宗教学者によれば、「かみ」は太陽を意味する「?(かがや)く日」が「かび」となり、それが「かみ」となった、また死んで「現世(うつしよ)」から「幽世(かくりよ)」に移った死者を指す「隠(かく)れ身」が縮まって「かみ」となったと言います。
日本宗教の特徴である自然崇拝、特に太陽崇拝、そして死者崇拝、先祖崇拝はこれによって説明がつくかも知れません。
 
これに対して「一神教」は、神の独自性、超越性を強調すると共に、神と自然とを峻別します。
神についての聖書の言及を見てみましょう。
 
「はじめに神は天と地とを創造された」(旧約聖書口語訳創世記1章1節 1p)。

 この部分はヘブル語原典では、「はじめに」「造られた」「神は」「天と」「地を」の順で書かれていますが、問題は「神」です。

通常、神を表すヘブル語は「エル」なのですが、ここでは複数形の「エローヒム」が使われています。ということはついつい「神々」と訳してしまいそうですが、聖書は、神は唯一の存在であるとします。
 
「イスラエルよ聞け。われわれの神、主は唯一の主である」(申命記6章4節 254p)。

 ここで複数形が使われていることについて、昔は、そこに三位一体の主張が隠れている証拠だとする説もありましたが、それは読み込みすぎで、今は「畏敬複数」と言いまして、偉大な存在への尊崇念を示すための古代における修辞学的表現であることがわかってきています。

 昔の私は、神はいると思えばいるし、いないと思う者にはいない、神はいて欲しいと願う者が考え出した想像の産物に過ぎないと思い込んでいましたが、長く生きれば生きる程、神は実際的にも、論理的も実在しており、実在していなければならないと思うようになっています。つまり、神が実在していないとこの世の中、辻褄が合わないのです。

2.その神は万物の創造者でなければならない

 では、実在している神は、どのような神でなければならないかと言いますと、その神は万物を無から創造した神でなければなりません。

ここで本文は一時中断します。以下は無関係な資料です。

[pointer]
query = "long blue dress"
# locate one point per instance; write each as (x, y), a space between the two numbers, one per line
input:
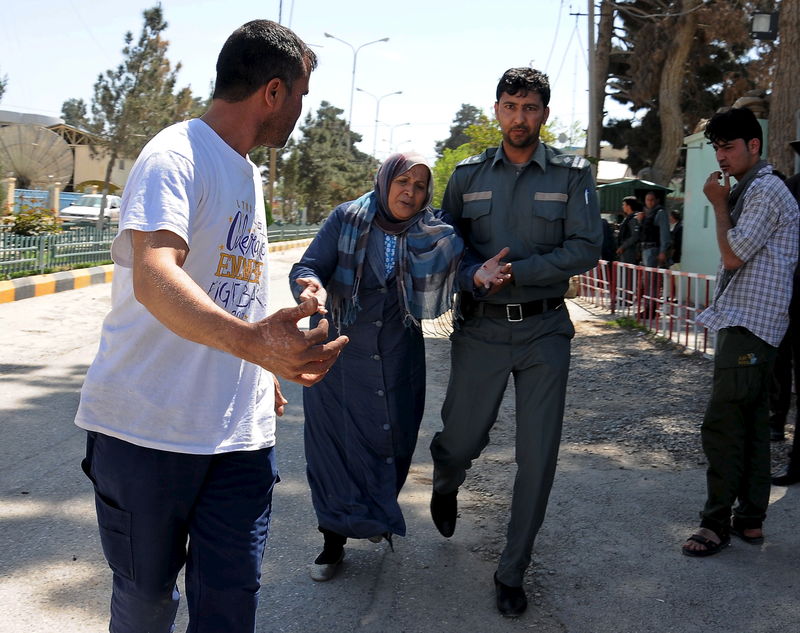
(362, 419)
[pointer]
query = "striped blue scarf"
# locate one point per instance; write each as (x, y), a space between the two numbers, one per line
(428, 253)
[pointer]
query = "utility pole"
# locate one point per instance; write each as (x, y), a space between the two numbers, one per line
(592, 137)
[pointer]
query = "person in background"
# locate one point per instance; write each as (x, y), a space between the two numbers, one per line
(788, 360)
(757, 234)
(676, 240)
(628, 235)
(654, 232)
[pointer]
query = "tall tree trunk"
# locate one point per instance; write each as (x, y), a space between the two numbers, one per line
(602, 61)
(785, 100)
(669, 94)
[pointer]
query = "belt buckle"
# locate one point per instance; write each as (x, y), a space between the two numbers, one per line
(518, 307)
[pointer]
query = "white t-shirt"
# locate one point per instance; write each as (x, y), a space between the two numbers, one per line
(147, 385)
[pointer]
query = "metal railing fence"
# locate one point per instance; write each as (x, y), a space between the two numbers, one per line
(666, 302)
(86, 244)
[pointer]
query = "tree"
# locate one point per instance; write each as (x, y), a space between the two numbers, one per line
(333, 171)
(74, 112)
(467, 115)
(483, 133)
(135, 100)
(602, 63)
(784, 104)
(680, 60)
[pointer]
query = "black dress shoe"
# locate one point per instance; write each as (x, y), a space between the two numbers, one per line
(511, 601)
(776, 436)
(787, 478)
(444, 510)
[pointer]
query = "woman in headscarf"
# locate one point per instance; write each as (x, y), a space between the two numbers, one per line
(378, 266)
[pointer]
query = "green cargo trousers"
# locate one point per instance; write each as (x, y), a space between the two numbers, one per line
(735, 432)
(485, 352)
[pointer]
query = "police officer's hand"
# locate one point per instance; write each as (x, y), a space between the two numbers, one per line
(312, 288)
(493, 273)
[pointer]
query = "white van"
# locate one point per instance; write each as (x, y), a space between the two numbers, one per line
(87, 208)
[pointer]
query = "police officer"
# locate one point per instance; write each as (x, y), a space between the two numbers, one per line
(542, 206)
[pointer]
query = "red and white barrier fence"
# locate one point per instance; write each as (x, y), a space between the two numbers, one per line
(666, 302)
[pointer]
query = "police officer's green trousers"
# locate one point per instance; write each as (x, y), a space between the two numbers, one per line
(735, 432)
(485, 351)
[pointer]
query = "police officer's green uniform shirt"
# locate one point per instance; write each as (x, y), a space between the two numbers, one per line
(545, 211)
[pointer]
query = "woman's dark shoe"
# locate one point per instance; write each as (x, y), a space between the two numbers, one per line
(444, 511)
(511, 601)
(379, 537)
(327, 563)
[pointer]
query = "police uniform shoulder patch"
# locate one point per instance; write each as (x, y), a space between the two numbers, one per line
(478, 158)
(569, 160)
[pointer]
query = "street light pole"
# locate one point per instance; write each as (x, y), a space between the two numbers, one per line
(391, 136)
(377, 112)
(355, 56)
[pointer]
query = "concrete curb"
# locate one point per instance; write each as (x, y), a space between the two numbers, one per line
(39, 285)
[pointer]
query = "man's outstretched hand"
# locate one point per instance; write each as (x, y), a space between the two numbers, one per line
(294, 354)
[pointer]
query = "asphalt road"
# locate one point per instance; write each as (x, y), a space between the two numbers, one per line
(607, 559)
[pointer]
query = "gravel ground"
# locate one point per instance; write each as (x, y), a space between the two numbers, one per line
(628, 489)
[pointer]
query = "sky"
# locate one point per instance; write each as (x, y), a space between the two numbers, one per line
(440, 54)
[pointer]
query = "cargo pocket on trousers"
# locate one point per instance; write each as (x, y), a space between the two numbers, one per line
(115, 537)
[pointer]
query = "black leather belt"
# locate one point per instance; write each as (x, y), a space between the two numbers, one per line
(509, 311)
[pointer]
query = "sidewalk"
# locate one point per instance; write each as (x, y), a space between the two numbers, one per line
(41, 285)
(629, 485)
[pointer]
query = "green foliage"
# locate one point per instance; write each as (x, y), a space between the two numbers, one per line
(75, 113)
(467, 115)
(33, 221)
(725, 63)
(135, 100)
(480, 134)
(327, 169)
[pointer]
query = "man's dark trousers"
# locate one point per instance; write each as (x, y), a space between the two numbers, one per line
(735, 432)
(151, 502)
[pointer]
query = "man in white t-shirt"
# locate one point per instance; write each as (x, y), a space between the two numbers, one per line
(180, 402)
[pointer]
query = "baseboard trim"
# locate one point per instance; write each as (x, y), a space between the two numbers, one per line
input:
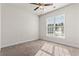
(60, 43)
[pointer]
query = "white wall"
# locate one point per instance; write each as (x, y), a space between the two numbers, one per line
(71, 25)
(18, 25)
(0, 26)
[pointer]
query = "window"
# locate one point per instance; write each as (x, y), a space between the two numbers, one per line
(55, 25)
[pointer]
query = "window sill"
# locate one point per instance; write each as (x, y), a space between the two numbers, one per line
(63, 37)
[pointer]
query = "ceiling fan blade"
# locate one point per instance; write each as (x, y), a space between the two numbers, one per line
(48, 4)
(36, 8)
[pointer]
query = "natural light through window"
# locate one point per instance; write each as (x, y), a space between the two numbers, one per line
(55, 25)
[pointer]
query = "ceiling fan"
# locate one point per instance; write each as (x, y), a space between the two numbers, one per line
(41, 5)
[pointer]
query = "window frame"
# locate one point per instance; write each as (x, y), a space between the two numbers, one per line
(53, 35)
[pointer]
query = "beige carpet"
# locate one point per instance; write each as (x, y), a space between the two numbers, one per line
(39, 48)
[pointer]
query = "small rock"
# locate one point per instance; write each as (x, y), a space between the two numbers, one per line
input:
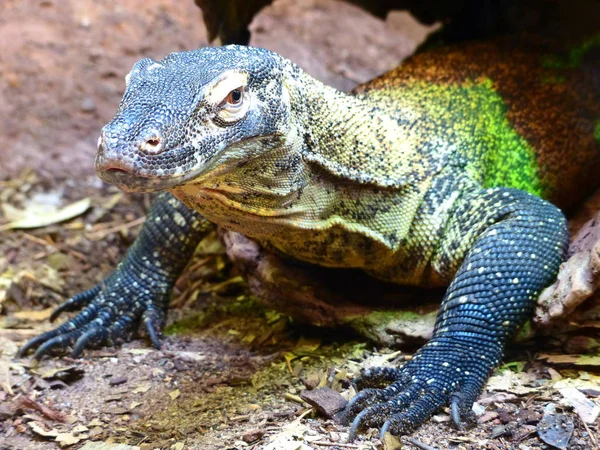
(252, 435)
(88, 105)
(7, 410)
(586, 409)
(327, 401)
(117, 381)
(556, 430)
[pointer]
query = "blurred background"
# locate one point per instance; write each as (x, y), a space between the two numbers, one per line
(62, 63)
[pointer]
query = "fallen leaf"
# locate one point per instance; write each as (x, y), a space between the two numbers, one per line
(108, 446)
(326, 400)
(586, 409)
(35, 218)
(556, 430)
(67, 439)
(575, 360)
(39, 429)
(80, 429)
(142, 388)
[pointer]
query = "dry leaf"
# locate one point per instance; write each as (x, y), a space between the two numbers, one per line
(586, 409)
(67, 439)
(39, 429)
(33, 217)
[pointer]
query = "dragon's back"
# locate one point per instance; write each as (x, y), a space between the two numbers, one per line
(514, 111)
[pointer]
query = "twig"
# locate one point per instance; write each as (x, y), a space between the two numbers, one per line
(420, 444)
(335, 444)
(592, 437)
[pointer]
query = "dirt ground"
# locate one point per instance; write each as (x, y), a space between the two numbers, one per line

「つくる」と言いましても、既にあるものを加工することと、無から何かを造り出すこととは全く違った事柄です。
英語では前者には「メイク」を、後者には「クリエイト」という用語を当てます。
時々、クリエイターという肩書で呼ばれる人がいますが、確かにその作品が独創的ではあったとしても既にあるものを加工していということでは、「クリエイト」とは言えません。

 真のクリエイター、つまり、無い所から有るものを生じさせたものこそ、神なのです。

「はじめに神は、天と地とを創造された」(創世記1章1節)。
 
 ここで使用されている「創造した」という動詞の「バーラー」こそ、真の意味での無からの創造を指す「クリエイト」です。

 では神は何を創造したかと言いますと、「天と地」です。つまり、現代の知識で言えば、「天」とは太陽系を含めた広大な宇宙であり、「地」とはまさに人間をはじめとする生物が住んでいるこの地球を指します。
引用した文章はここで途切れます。